I think a lot of people have moved in your mother-in-law's direction, but maintaining her instincts. The problem with our recent administrations have been, they either favor the rich or the poor. Either way, the middle class gets screwed. Under Bush's SEC, Wall Street ran wild and created havoc for the overall economy, then he practiced a form of corporate socialism which benefited the rich people who work there.

Obama is a weird mix. Look at his background and it is clear that all of his basic sympathies are far left. At the same time he feels that he has to repay those who contributed money to his election campaign, and that includes Goldman Sachs, JP Morgan, etc. And his economic advisors are mostly Wall Street types. So that makes him look centrist. But I believe that if he could wave a magic wand and do so, he would socialize this country to mostly benefit the people whose community he organized on the South Side of Chicago.
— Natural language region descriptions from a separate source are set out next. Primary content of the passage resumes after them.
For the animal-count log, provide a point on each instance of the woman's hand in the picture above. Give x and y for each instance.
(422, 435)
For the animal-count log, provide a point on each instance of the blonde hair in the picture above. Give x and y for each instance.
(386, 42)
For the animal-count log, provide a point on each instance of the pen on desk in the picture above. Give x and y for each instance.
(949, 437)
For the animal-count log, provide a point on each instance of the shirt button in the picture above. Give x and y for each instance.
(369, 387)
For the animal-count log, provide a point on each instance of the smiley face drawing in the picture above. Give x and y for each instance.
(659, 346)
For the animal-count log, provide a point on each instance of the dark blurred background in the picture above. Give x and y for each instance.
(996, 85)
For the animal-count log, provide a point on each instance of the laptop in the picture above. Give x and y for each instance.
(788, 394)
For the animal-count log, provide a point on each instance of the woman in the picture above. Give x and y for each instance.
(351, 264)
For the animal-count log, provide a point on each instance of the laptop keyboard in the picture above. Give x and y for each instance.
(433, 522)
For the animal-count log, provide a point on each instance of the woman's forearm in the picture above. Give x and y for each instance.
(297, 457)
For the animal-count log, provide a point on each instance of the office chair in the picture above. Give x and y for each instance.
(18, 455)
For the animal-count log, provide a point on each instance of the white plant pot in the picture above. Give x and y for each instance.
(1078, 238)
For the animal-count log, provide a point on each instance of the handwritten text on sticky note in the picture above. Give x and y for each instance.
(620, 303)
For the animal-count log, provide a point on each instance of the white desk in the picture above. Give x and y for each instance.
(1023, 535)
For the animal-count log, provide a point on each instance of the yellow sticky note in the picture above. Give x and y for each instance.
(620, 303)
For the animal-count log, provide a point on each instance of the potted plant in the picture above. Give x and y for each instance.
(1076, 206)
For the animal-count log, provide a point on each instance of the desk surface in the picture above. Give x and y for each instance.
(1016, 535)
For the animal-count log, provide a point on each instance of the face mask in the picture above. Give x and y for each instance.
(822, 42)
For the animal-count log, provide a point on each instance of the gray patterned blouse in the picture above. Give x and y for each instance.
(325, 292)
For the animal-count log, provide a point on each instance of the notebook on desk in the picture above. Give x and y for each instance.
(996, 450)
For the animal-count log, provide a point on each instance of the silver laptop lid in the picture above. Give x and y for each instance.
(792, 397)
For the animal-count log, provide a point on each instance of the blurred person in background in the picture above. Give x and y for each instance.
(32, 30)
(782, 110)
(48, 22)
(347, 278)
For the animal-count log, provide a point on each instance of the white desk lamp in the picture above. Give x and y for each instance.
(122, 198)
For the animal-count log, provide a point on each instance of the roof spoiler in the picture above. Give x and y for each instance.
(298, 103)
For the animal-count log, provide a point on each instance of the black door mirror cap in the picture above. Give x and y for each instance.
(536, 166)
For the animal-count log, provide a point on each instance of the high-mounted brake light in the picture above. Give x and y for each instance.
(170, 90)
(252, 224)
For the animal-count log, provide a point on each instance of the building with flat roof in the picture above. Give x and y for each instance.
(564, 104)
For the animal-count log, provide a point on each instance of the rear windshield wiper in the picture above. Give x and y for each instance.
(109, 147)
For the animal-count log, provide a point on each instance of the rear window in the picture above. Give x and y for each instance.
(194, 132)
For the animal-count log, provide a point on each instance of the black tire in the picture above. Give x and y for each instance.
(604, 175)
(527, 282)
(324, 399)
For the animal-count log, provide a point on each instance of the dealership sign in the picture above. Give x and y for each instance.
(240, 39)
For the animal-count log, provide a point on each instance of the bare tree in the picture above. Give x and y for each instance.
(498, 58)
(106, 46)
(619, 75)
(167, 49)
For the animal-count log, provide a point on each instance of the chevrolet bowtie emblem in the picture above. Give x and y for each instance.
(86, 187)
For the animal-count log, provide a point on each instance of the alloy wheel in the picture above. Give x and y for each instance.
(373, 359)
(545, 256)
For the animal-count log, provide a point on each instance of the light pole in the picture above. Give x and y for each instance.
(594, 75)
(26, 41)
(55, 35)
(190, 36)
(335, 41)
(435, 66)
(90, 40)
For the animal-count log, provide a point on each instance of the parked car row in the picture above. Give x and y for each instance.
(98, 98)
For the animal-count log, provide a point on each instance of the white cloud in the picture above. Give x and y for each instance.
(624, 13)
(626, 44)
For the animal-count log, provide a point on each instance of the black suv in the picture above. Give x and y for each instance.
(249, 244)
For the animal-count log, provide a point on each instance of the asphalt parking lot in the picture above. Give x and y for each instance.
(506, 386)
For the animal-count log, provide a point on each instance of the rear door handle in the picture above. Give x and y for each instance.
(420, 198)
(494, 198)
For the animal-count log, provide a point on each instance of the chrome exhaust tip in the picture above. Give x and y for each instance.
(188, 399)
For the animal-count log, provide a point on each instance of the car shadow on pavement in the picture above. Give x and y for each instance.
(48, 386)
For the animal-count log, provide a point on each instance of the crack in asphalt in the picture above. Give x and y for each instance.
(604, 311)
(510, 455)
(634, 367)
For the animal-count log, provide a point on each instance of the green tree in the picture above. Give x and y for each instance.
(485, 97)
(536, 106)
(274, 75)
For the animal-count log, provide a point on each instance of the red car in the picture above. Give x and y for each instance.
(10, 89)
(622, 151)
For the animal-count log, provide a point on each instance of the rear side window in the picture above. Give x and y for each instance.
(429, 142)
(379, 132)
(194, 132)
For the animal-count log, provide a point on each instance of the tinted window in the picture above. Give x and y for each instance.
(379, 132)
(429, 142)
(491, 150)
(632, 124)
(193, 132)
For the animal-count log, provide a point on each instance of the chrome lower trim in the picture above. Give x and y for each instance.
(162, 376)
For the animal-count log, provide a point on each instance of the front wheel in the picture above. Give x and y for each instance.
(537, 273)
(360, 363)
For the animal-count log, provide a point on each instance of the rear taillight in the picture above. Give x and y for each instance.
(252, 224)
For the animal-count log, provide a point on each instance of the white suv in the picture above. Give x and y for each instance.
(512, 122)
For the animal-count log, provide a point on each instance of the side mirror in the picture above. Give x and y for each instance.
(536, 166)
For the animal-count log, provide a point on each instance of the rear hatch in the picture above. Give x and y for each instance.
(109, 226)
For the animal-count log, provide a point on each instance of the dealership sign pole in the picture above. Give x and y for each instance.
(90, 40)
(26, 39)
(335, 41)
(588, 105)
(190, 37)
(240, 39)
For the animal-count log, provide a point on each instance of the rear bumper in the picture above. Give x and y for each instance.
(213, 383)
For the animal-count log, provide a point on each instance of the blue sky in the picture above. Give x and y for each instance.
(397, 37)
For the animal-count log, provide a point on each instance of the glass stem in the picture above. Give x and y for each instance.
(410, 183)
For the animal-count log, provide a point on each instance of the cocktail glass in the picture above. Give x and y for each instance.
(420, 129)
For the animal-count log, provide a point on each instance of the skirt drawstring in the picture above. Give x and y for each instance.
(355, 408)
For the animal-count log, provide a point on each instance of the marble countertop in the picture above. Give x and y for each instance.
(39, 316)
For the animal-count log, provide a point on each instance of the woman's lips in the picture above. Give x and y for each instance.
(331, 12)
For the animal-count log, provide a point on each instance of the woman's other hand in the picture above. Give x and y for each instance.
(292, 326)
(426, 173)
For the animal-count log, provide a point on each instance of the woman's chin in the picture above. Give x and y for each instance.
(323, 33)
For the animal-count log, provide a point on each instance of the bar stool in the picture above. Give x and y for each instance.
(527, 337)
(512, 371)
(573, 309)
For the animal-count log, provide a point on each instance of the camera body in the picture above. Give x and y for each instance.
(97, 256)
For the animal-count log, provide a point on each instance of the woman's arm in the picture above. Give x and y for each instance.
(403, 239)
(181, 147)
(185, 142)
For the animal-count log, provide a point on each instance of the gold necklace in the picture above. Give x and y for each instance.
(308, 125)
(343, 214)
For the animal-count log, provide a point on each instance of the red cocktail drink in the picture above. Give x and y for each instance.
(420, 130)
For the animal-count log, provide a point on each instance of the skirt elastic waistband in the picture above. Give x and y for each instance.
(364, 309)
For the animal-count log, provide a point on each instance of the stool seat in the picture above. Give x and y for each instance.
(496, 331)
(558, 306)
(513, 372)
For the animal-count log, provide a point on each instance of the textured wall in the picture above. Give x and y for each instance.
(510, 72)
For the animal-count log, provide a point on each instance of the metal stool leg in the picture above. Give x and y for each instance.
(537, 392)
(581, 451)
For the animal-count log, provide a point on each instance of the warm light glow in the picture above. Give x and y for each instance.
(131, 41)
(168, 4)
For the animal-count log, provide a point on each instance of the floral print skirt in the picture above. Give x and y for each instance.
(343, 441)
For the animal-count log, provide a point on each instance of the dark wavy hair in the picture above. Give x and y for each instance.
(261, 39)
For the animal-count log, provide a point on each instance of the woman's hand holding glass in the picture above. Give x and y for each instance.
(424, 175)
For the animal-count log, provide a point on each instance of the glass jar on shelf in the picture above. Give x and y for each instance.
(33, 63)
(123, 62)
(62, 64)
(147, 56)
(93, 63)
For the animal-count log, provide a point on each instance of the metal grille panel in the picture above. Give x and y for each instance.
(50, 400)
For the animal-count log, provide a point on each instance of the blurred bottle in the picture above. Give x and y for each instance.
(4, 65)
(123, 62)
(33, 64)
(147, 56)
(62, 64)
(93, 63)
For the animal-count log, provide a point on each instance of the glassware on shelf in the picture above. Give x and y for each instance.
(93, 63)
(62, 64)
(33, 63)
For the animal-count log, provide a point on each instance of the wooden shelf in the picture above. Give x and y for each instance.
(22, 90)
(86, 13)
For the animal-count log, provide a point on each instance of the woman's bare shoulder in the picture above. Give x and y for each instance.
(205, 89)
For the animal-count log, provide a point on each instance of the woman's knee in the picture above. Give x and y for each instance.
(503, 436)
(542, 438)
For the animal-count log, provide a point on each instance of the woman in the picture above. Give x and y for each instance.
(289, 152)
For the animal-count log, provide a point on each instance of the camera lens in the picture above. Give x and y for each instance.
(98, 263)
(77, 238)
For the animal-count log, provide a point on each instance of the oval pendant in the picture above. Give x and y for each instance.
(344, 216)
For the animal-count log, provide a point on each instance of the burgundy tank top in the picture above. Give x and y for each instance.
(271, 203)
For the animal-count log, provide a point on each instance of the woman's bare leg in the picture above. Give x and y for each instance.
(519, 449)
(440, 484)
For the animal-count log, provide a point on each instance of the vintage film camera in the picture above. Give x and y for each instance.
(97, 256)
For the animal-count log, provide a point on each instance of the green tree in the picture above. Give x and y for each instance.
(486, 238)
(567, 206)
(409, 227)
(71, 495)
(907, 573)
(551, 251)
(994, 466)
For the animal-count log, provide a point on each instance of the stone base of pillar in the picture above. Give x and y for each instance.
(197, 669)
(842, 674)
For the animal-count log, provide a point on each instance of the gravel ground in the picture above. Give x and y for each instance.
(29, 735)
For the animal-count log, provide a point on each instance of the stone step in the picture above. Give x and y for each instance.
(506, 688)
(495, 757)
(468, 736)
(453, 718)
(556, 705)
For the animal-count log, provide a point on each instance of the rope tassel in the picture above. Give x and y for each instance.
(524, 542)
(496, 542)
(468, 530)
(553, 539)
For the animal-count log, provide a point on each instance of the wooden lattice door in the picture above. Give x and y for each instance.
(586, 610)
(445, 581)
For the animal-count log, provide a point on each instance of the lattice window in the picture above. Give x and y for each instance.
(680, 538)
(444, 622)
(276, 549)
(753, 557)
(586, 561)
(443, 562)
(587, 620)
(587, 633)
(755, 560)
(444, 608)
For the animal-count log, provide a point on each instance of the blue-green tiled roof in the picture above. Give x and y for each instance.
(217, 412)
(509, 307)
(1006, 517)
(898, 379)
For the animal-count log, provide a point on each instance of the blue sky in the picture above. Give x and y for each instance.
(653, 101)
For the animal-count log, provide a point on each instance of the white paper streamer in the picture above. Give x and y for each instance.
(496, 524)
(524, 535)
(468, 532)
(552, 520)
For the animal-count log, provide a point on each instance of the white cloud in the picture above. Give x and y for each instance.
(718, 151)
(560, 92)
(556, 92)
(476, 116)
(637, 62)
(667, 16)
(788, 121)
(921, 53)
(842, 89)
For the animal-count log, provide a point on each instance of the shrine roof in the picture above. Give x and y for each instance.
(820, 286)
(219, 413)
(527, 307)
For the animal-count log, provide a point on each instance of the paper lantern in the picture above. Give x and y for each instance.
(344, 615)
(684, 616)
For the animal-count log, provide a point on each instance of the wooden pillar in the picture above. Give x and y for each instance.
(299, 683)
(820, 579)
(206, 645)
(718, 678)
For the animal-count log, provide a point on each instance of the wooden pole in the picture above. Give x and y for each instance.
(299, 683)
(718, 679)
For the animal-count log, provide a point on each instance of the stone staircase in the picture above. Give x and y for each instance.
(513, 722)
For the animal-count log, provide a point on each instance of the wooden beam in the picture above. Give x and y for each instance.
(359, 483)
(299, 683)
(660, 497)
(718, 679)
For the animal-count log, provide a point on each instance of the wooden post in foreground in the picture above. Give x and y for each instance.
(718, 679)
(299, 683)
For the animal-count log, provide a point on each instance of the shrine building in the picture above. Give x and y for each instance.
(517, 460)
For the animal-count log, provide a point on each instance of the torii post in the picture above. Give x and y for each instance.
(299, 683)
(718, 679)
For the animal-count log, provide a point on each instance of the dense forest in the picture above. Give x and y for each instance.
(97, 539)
The problem for him is, he knew he'd have to run as a centrist with a lot of vague slogans (like "hope and change") in order to get elected, and so he can't stray as far as he'd like from his campaign themes. Plus he's limited by what he can get past Congress, and by what he can get past the electorate if he wants to be reelected in '12. But he's already given Chrysler and GM to the unions, and his attempt to nationalize health care is a further redistributive shift, from rich and middle class to poor. He's not selling it as that, but that's what it is. Plus the projects funded by the stimulus bill are pretty much just a Democratic wish list. He even wants to give unions the right to make the workers' vote (on whether or not to unionize) public, i.e., expose them to intimidation from the union. But at the same time, he's listening to the ex-Wall Street types who are his economic advisors because he doesn't want the economy to go off the rails, and he's predisposed towards helping firms like Goldman because they contributed so much to his campaign. The leftists can point to this as evidence that he's not a socialist. But I think that at heart, that's what he is.

Anonymous said...

John,
Excellent post!! You hit the nail on the head. He is definitely a socialist or a marxist. The problem I have with him is that I wish he would just come out and say who he is and what his beliefs are. Let the american people judge him on that. If that were to occur his butt would be on the street before the door closed. Most of us grew up knowing, life isn't fair, but if you try hard and get a few breaks you just might make it. I don't know anyone who expects a handout from the government because they feel deserving of it.
Mad Dog

John Craig said...

Tom --
Thank you. Yes, Obama knew he would never be elected if he showed his true colors, which is why he disowned so many of his former compatriots like Ayers and Wright.

I'm all for welfare, or some sort of social safety net, for the disabled and for those temporarily out of work. But what Obama has in mind is something entirely different. He knows he can't push this country as far left as, say, Cuba, but that doesn't mean he wouldn't like to.